あなたは、いまどんな働き方をしていますか? 会社員? 派遣社員? 自営業? パートやアルバイト? それとも専業主婦(夫)でしょうか。「これからの時代、複数の収入源を持つことが大事だ」と、よく言われるようになりました。でも、急に収入は増えないし、何からどうはじめたらいいのかわからない人が多いと思います。

そのような方にお伝えしたいのは、「あなたの持っているちょっとしたスキルや経験をオンラインで売る方法」があるということです。あなたの知識や特技を「教えてほしい」と思う人はたくさんいます。自分が「当たり前」と考えていることが、実は起業・副業の素材となるのです。

逆の立場に立ったときのことを考えてみてください。例えば、あなたがゴルフやカメラを趣味ではじめたいとき、いきなりプロに習おうとはしませんよね? ちょっと詳しい人や少し前にはじめた友だちなどに教えてもらおうと思うのではないでしょうか。

長年第一線で活躍するプロ中のプロは、卓越した技術や真似のできないセンスを持っているかもしれませんが、そのレベルのことを知っても、むしろ初心者には役に立ちません。それよりも、自分より少し先にはじめたくらいの人のほうが、初心者にとって役立つ情報や技術を教えてくれることでしょう。

あなたが初心者のときの疑問や、つまずいた経験などを丁寧に教えてあげれば、それは価値になるのです。そう考えると、あなたが他人に教えてあげられることは、きっと1つや2つではないのではないでしょうか。

あなたにとって「こんなことみんな知っているよね」と思う情報が、他の人にとってはお金を払ってでもほしいものであるかもしれないことに、まずはどうか気づいてください。

「当たり前」の価値の見つけ方

では、どんなことがお金に換わるのでしょうか? 「自分にとって当たり前のことが大事」と言われても、なかなかその価値に気づきにくいものです。

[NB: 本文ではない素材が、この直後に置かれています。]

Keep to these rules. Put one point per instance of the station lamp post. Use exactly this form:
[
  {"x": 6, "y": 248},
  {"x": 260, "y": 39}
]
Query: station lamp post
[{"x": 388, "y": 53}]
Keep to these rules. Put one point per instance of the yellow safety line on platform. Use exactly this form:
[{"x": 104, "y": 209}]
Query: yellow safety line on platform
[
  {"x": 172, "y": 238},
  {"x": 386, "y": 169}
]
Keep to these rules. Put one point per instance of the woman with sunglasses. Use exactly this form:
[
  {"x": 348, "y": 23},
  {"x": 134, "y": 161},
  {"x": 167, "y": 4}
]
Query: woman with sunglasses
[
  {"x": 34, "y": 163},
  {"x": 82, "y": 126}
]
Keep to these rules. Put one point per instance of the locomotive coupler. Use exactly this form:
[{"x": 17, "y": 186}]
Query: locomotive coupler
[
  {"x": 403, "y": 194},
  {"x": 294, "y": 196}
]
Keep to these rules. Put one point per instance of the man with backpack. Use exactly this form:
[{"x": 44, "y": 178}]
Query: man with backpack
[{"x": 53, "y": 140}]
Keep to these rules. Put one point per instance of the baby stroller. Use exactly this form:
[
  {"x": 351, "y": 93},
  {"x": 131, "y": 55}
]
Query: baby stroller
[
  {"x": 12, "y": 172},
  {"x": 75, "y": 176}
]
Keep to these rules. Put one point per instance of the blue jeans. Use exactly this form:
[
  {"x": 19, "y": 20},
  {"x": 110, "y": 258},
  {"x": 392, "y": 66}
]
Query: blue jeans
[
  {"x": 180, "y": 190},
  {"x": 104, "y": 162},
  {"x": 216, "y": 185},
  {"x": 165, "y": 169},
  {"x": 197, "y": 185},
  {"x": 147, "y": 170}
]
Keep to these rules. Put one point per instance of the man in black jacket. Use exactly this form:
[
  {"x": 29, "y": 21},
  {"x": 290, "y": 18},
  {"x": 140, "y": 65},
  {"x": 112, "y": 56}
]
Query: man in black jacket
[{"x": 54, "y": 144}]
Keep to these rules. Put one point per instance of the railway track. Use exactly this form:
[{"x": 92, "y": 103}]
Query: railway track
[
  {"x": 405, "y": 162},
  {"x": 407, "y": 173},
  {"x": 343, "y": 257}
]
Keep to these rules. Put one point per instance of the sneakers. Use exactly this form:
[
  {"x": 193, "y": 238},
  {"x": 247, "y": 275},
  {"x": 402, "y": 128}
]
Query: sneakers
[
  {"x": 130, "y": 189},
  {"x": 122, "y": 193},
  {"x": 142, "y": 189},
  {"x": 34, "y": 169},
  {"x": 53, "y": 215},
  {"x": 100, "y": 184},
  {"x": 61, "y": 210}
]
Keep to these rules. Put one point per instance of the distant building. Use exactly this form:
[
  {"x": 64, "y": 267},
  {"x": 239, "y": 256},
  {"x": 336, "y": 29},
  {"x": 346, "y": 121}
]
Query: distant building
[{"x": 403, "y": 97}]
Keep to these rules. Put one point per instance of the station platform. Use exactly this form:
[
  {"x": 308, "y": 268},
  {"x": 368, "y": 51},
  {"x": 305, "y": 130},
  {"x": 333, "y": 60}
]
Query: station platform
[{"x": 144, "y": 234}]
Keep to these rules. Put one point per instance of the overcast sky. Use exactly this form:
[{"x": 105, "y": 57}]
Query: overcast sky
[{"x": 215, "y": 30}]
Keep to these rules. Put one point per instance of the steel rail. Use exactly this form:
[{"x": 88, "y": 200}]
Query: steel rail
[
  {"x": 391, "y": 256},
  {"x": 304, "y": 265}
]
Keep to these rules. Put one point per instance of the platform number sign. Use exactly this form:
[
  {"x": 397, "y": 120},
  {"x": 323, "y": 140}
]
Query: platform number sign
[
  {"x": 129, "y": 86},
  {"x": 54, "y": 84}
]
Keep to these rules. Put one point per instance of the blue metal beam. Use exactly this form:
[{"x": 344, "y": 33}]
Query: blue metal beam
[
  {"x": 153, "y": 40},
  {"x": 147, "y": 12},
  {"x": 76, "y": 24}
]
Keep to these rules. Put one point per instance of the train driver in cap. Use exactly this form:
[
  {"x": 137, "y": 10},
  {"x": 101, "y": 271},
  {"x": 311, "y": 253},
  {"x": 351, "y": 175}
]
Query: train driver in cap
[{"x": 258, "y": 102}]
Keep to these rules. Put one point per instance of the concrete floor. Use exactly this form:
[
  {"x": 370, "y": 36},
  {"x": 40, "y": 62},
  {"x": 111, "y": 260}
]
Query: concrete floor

そこで、いまの自分が提供できるものを8つのルートから探っていきましょう。あなたにとっての、どの「当たり前」に価値があるのか、見つけ出してみてください。

この時点では「私はコレで起業する!」と決めなくてもOKです。むしろ、まだ決めないでください。はじめの一歩の時点で起業のタネを決めつけてしまうと、可能性の幅を狭めてしまいかねませんし、必ずしも市場のニーズと合致しないこともあります。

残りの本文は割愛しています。